Память, Скорбь и Тёрн - Уильямс Тэд
Шрифт:
Интервал:
Закладка:
Саймон был очарован. Ему страшно понравилась эта прекрасная сказка, хотя он и видел по выражению лица Адиту, что для ситхи все это было очень серьезно.
— Ты хочешь сказать, что он убил себя?
— Не так, как ты думаешь, Сеоман. Нет, скорее Друкхи просто… перестал жить. Когда его нашли мертвым в пещере Си-инджиян’ре, Утук’ку и Экименису собрали свой клан и ушли на север, поклявшись не иметь больше ничего общего с кланом Дженджияны.
— Но сперва все пошли на Сесуадру, — сказал он, — в Дом Расставаний. И там они заключили договор, что я видел во время бдения в Обсерватории.
Она кивнула:
— Судя по тому, что ты рассказал, я думаю, ты действительно видел истинное видение прошлого.
— И поэтому Утук’ку и норны так ненавидят смертных?

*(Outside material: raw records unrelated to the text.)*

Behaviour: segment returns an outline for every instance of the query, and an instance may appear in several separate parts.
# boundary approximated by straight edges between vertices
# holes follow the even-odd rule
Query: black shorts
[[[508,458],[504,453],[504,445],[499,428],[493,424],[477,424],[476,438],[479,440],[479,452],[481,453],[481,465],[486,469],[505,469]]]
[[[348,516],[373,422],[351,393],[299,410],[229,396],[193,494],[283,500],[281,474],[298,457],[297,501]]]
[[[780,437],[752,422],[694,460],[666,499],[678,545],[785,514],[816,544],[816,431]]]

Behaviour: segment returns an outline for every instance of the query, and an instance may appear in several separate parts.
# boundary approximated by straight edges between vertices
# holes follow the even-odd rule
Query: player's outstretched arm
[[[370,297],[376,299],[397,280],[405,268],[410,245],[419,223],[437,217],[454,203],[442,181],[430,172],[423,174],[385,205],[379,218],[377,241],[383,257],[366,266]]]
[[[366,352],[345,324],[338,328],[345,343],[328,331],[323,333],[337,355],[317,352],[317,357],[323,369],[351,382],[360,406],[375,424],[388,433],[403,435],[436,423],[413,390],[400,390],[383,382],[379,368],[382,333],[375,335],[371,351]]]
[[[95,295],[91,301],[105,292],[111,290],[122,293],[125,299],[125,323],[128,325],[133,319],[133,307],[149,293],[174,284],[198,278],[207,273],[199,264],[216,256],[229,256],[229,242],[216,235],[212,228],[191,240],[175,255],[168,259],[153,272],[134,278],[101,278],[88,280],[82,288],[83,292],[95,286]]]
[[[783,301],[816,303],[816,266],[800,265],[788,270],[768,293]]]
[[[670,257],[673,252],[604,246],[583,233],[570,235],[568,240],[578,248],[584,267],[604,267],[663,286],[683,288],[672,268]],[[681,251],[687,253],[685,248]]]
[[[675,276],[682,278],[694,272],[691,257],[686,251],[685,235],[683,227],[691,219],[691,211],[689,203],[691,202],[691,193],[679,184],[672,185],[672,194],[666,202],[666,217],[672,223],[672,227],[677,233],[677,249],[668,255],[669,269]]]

— Да. Но, кроме того, они воевали с первыми смертными Эрнистира задолго до того, как Эрн дал этой земле название. В этом сражении Экименису и многие другие хикедайя потеряли жизнь. Так что норны могли лелеять и другие обиды.
Саймон откинулся назад, обхватив руками колени.
— Я не знал. Моргенс, Бинабик или кто-то еще говорил мне, что битва при Ноке была первой, в которой смертные убивали ситхи.
— Ситхи — да, зидайя. Но люди Утук’ку несколько раз вступали в сражение со смертными, прежде чем из западных морей пришли мореходы и переменили все. — Она опустила голову. — Так что ты видишь, — закончила Адиту, — почему мы, Дети Рассвета, так осторожны и не любим говорить, что кто-то выше других. Эти слова для нас обозначают трагедию.
Он кивнул:
— Думаю, понимаю. Но у нас пока по-другому, Адиту. Существуют правила, кто на ком может жениться… и наши принцессы не выходят замуж за безземельных рыцарей, особенно за таких, которые в недавнем прошлом были поварятами.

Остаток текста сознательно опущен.